Agreement with Seoul’s N15 start-up accelerator will help small companies connect with Chinese manufacturers

PUBLISHED : Thursday, 03 March, 2016, 6:55pm
UPDATED : Thursday, 03 March, 2016, 7:02pm

More South Korean technology start-ups are being enticed to develop their hardware products with mainland China’s vast contract electronics manufacturing services sector under an ambitious initiative by Shenzhen-based Ingdan.com.

Backed by Hong Kong-listed Cogobuy, Ingdan.com has signed an agreement with major start-up accelerator N15 in Seoul to help connect small hardware-focused technology companies from Korea to Chinese manufacturers.

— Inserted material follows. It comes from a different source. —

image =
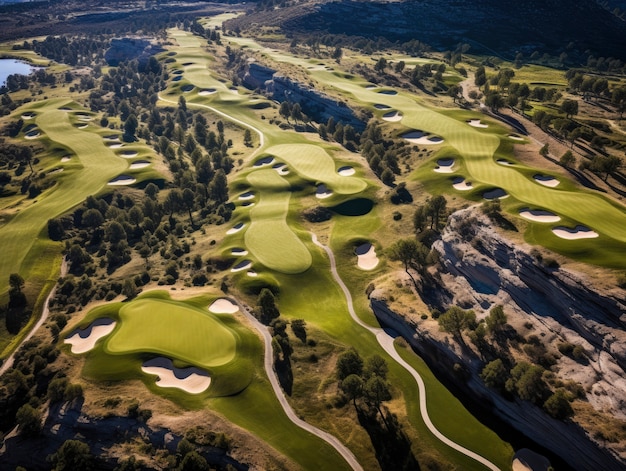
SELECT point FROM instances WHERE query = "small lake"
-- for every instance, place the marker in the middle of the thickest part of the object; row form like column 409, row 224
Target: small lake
column 12, row 66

Wang Gang, a spokesman for Ingdan.com, said more than dozen small and medium-sized technology companies from South Korea had linked up with mainland contract electronics manufacturers through the Ingdan online platform before the deal with N15.

Some of the projects included the manufacture of so-called intelligent toys, human traffic monitoring devices and commercial unmanned aerial vehicles, popularly known as drones.

It’s not easy for overseas start-ups to turn their ideas into products on the mainland and sell these in the domestic market
Michael Sung, Entrepreneurship Centre

Wang said that “one of these start-ups has closed their initial round of corporate financing in Seoul”, presumably helped by having a prototype of their product built by Chinese contractors.

Ingdan.com was established in 2013 by Cogobuy to provide a one-stop supply chain platform that links technology start-ups and entrepreneurs with contract electronics manufacturing partners in mainland China to help design and build their products for the global market.

Wang said there were more than 6,000 hardware manufacturing suppliers on the Ingdan.com platform, which had about eight million registered followers.

“It’s not easy for overseas start-ups to turn their ideas into products on the mainland and sell these in the domestic market,” Michael Sung, associate director of Hong Kong University of Science and Technology’s Entrepreneurship Centre, said. “They need specific partners who are highly knowledgeable of Chinese policies, regulators and the capital market, as well as capable of communicating well with foreigners.”

Wang said technology start-ups from Hong Kong, Israel, Japan, Italy and the United States were also being targeted by Ingdan.com, which Cogobuy expects to become the world’s largest platform for companies developing so-called internet of things (IoT) devices.

IoT is generally described as a vast new network of connected things, which includes parts of machines, smart wearable devices like fitness trackers, smart home thermostats, connected soap dispensers and a myriad other examples that track, store and send data online.

Research firm Gartner has estimated that 6.4 billion connected things will be in use worldwide this year, up 30 per cent from 4.9 billion last year. About 5.5 million new things will get connected every day, it said.

According to a report from the McKinsey Global Institute, mainland Chinese manufacturers produce goods faster and at lower cost than those in most other economies can.

These manufacturers allow companies “to move into production quickly and helps them respond to changing customer needs, by finding new or lower-cost components, for example”, the report said. “China has more than 140,000 machinery suppliers, 75,000 manufacturers and suppliers in communications, computer, and other electronic equipment industries, and 104,000 companies in the transportation equipment sector.”

Shenzhen, in particular, aims to become a global hub for innovative products by 2017, according to the city’s science technology and innovation committee.